FAC1004 Tutorial 6 — Inverse Trigonometric Functions
Centre for Foundation Studies in Science
University of Malaya
FAC1004 Advanced Mathematics II, 2025/2026
Question 1
Consider two inverse trigonometric functions:
$$f_1(x) = \tan^{-1} x \quad \text{and} \quad f_2(x) = \cos^{-1} 3x$$
State the domain for each of $f_1(x)$ and $f_2(x)$. Hence, state the domain of the function $g(x) = f_1(x) - f_2(x)$.
Question 2
Given that $\theta = \tan^{-1}\left(\frac{3}{4}\right)$, find the exact values of $\sin \theta$, $\cos \theta$, $\cot \theta$, $\sec \theta$ and $\csc \theta$.
Question 3
Given that $\theta = \sec^{-1}(2\sqrt{6})$, find the exact values of $\sin \theta$, $\cos \theta$, $\cot \theta$, $\sec \theta$ and $\csc \theta$.
Question 4
Evaluate the exact value for following expressions.

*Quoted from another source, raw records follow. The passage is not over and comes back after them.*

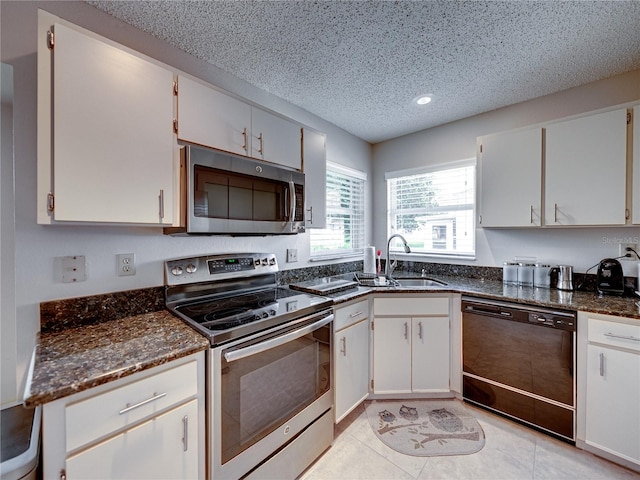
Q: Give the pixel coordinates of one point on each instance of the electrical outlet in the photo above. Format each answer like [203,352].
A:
[623,251]
[126,264]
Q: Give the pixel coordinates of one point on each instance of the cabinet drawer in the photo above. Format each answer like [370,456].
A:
[411,306]
[616,334]
[98,416]
[350,314]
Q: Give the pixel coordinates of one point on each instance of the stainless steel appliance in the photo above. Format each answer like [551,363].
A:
[233,195]
[520,361]
[269,385]
[610,279]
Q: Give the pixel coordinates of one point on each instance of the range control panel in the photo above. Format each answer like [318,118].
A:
[218,267]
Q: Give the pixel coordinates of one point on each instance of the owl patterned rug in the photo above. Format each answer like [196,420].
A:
[425,428]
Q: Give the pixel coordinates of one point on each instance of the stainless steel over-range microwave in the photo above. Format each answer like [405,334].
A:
[226,194]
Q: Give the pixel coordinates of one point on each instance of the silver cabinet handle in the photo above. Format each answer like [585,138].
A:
[623,337]
[185,432]
[155,397]
[292,194]
[244,141]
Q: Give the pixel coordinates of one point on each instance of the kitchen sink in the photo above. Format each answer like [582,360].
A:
[418,282]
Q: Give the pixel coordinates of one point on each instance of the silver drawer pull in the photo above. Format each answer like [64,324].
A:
[155,397]
[185,432]
[623,337]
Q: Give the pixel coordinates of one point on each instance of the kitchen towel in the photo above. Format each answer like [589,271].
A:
[370,260]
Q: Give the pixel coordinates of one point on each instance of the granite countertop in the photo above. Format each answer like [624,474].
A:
[496,290]
[82,357]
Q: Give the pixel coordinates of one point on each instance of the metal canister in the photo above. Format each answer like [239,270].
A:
[542,275]
[525,274]
[510,273]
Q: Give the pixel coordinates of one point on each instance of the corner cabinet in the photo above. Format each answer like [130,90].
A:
[351,357]
[609,387]
[314,158]
[585,170]
[106,148]
[411,345]
[510,179]
[208,116]
[148,425]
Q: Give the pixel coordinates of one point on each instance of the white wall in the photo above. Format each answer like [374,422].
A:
[38,248]
[582,247]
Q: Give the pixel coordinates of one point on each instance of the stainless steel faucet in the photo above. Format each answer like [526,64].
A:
[388,267]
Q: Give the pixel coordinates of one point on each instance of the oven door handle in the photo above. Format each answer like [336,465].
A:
[233,355]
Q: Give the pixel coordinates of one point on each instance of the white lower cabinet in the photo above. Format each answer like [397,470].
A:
[148,425]
[157,449]
[610,395]
[411,345]
[351,357]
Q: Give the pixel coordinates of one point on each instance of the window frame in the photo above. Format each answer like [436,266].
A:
[392,175]
[333,254]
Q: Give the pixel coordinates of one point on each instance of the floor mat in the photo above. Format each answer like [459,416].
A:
[425,428]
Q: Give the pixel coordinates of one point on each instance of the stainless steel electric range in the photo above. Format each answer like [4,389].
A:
[269,375]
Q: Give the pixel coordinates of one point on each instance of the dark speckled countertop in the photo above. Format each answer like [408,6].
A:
[81,357]
[496,290]
[90,341]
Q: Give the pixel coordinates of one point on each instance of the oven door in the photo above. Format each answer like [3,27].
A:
[267,389]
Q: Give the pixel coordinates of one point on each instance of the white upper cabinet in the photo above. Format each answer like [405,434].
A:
[510,179]
[275,139]
[209,117]
[106,149]
[635,199]
[585,170]
[315,169]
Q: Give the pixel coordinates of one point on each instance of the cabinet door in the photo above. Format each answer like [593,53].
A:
[113,142]
[510,179]
[315,169]
[165,447]
[275,139]
[209,117]
[585,170]
[392,355]
[351,353]
[430,354]
[613,400]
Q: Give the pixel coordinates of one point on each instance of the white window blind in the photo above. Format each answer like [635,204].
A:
[434,209]
[344,234]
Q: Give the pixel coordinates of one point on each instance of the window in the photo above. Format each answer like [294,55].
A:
[344,234]
[433,209]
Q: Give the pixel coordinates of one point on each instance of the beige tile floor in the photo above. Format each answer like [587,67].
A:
[511,451]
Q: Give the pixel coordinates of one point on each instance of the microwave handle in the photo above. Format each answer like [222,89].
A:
[292,195]
[233,355]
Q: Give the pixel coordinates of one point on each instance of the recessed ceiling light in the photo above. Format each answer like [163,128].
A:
[423,99]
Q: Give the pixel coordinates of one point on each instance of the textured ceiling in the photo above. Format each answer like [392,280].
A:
[359,64]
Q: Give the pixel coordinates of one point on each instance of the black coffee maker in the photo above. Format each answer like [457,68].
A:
[610,279]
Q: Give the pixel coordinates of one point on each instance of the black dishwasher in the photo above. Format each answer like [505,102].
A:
[519,360]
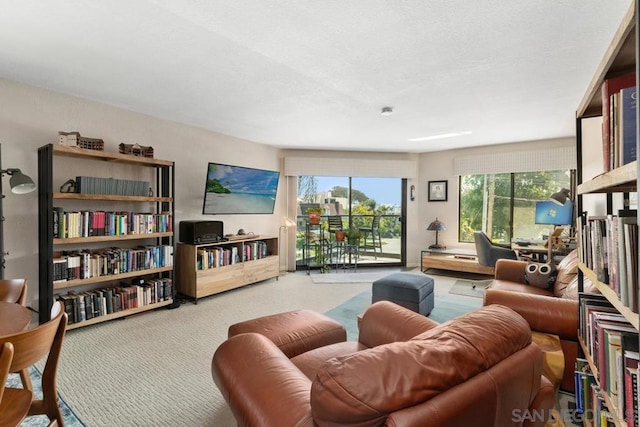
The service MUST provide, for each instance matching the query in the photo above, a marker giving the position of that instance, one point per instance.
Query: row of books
(611, 342)
(85, 263)
(111, 186)
(619, 121)
(608, 246)
(219, 256)
(69, 224)
(590, 402)
(101, 302)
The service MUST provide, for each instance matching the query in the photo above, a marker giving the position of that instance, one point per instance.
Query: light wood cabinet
(620, 59)
(150, 250)
(230, 265)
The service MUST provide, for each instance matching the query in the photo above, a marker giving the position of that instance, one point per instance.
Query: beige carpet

[Hint: Refer to the list of trigonometric identities]
(a) $\sin\left(2\tan^{-1} 3\right)$
(b) $\cos\left(\sin^{-1} \frac{3}{5} + \sec^{-1} 2\right)$
(c) $\tan\left(\frac{\pi}{4} + \cot^{-1} 5\right)$
(d) $\sin\left(\tan^{-1} \sqrt{3} + \cos^{-1} \frac{1}{\sqrt{2}}\right)$
(e) $\sin\left(\sec^{-1}\left(\frac{2}{\sqrt{3}}\right)\right)$
(f) $\cos\left(2\sin^{-1}\left(\frac{3}{5}\right) + \frac{\pi}{2}\right)$
(g) $\cos\left(\tan^{-1}(3) - \csc^{-1}\left(\frac{3}{\sqrt{5}}\right)\right)$
(h) $\csc(\sec^{-1} 3) + \tan\left(\cos^{-1} \frac{1}{2}\right)$
Question 5
Simplify the following and show the valid interval for $x$ as follows:
(a) $\cos\left(\sin^{-1}\left(\frac{x-1}{x}\right)\right)$ valid for $x \geq 2$
(b) $\sin\left(\cos^{-1}\left(\sqrt{\frac{x+1}{x^2}}\right)\right)$ valid for $x \leq -1$
Question 6
A camera is positioned $x$ feet from the base of a missile launching pad. If a missile of length $a$ feet is launched vertically, show that when the base of missile is $b$ feet above the camera lens, the angle $\theta$ subtended at the lens by the missile is:
$$\theta = \cot^{-1}\left(\frac{x}{a+b}\right) - \cot^{-1}\left(\frac{x}{b}\right)$$
Question 7
The law of cosine states that $a^2 = b^2 + c^2 - 2bc\cos\theta$ where $a$, $b$ and $c$ are lengths of the sides of a triangle and $\theta$ is the angle formed by sides $b$ and $c$.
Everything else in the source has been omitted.